Wednesday, April 3, 2013

In Crude Homage to Edna St Vincent Millay

[From my Facebook page, originally written in February 2010, and here lightly edited.  I've been thinking about posting poetry here a bit, especially as it's National Poetry Month and all.]

Sonnets are convenient lunchtime reading material: short, yet dense with rhythm and sense (when reasonably well written). I've been working my way haphazardly through a collection of sonnets by Edna St Vincent Millay, one of the great romantic poets—at least, so say those who would know. Not to put too fine a point on it, I like them. What's more, I've been informed that it is a prominent chick-lit marker for the protagonist taking herself (over) seriously when she reads or even quotes poetry by Millay.

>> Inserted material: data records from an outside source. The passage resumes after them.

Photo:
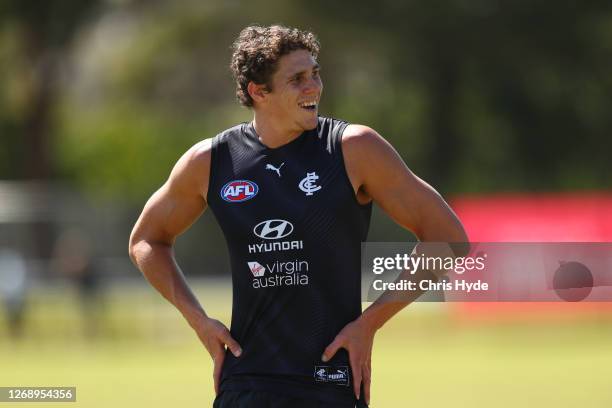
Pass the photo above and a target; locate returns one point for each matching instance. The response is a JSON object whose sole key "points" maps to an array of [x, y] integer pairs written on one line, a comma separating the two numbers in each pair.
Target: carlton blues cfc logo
{"points": [[237, 191]]}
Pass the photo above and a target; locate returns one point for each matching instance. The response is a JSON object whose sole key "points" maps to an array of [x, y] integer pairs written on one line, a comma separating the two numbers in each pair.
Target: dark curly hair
{"points": [[257, 50]]}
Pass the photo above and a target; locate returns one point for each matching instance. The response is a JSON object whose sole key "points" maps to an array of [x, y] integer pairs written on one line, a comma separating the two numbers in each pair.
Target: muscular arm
{"points": [[167, 214], [381, 175], [378, 173]]}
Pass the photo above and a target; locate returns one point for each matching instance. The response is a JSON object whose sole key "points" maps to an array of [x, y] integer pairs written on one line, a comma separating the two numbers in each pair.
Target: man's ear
{"points": [[257, 92]]}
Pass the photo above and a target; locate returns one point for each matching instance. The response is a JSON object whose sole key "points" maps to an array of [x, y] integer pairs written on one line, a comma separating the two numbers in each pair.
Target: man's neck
{"points": [[273, 133]]}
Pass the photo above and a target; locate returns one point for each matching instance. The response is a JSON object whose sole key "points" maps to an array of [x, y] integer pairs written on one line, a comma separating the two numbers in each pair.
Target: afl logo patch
{"points": [[239, 190]]}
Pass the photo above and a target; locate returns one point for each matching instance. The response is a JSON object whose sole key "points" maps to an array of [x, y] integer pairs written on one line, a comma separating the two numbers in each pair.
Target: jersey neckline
{"points": [[251, 133]]}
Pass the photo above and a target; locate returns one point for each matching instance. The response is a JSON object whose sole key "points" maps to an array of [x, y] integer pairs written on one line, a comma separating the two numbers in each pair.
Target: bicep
{"points": [[179, 202], [407, 199], [167, 214]]}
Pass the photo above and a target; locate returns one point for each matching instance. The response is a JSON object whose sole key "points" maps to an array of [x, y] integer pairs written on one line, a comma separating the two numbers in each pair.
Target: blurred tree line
{"points": [[477, 96]]}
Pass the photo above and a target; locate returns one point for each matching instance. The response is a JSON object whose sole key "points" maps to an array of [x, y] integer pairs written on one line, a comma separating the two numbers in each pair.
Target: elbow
{"points": [[133, 247], [460, 244], [133, 252]]}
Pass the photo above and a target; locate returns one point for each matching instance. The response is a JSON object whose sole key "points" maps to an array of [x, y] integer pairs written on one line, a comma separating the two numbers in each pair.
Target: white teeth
{"points": [[308, 104]]}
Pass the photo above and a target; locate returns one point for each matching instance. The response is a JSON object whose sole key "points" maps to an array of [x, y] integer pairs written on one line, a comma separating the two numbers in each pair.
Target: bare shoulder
{"points": [[362, 142], [191, 172], [363, 147]]}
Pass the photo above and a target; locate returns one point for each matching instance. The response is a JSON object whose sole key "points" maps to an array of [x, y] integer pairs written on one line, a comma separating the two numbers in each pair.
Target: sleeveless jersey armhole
{"points": [[337, 140], [213, 165]]}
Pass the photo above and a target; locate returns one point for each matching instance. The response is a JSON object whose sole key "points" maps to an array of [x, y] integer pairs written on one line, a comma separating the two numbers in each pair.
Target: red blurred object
{"points": [[577, 217], [551, 217]]}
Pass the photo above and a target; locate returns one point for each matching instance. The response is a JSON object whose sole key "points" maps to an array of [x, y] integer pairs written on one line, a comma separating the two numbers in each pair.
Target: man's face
{"points": [[296, 91]]}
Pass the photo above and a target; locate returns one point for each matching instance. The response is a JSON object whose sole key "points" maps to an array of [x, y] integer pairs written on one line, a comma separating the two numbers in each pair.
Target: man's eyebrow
{"points": [[315, 67]]}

Well, I am nothing if not self-aggrandizing (often in the guise of self-deprecation), so despite my obvious gender challenge—being a guy—I have taken it upon myself to attempt a quasi-imitation of Millay. ("Aping" might be more apt a word.) I have used, as she does, the sonnet form (of a fittingly quasi-Petrarchan variety), and I have also taken as my subject unrequited affection, a common enough Millay theme. I have not, however, tried generally to affect the effortless facility with which she, Yoda-like, twists normal English word order like a pretzel. (I believe that the subject is permitted to precede the predicate at most once per stanza.)

By the way, Millay's name being two and a third dactyls lends itself conveniently to the limerick form. So as a kind of appetizer, and by way of introduction:

To Ms Edna St Vincent Millay,
I now offer this humble assay.
    For her sonnets are kings
    Of romantical things
And just what they're about none can say.

And perhaps you'll find that you like the appetizer better than the main course anyway.

in crude homage to edna st vincent millay

Your lips not once did tender mine, and yet

I loved you—no, and never once your hand
grasped mine in supplicating fever, and
I loved you still—nor even did you let
your eyebrows knit, or mouth to trembling set,
and still I loved you. (Once, perhaps, unplanned,
to quell persistent pity's keen demand,
you touched my head, as one would with a pet.)
Thus singularly blessed I count those days
where in a wondrous haze I hoped (or guessed)
that glances cast in jest were courting plays
to clasp in rapt amazement to my breast.
    And so I say—in seeking Love's mad thrall—
    you loved me best who loved me not at all.

Copyright © 2010 Brian Tung

EDIT: This sonnet can be considered a kind of lame reply to this one by Millay.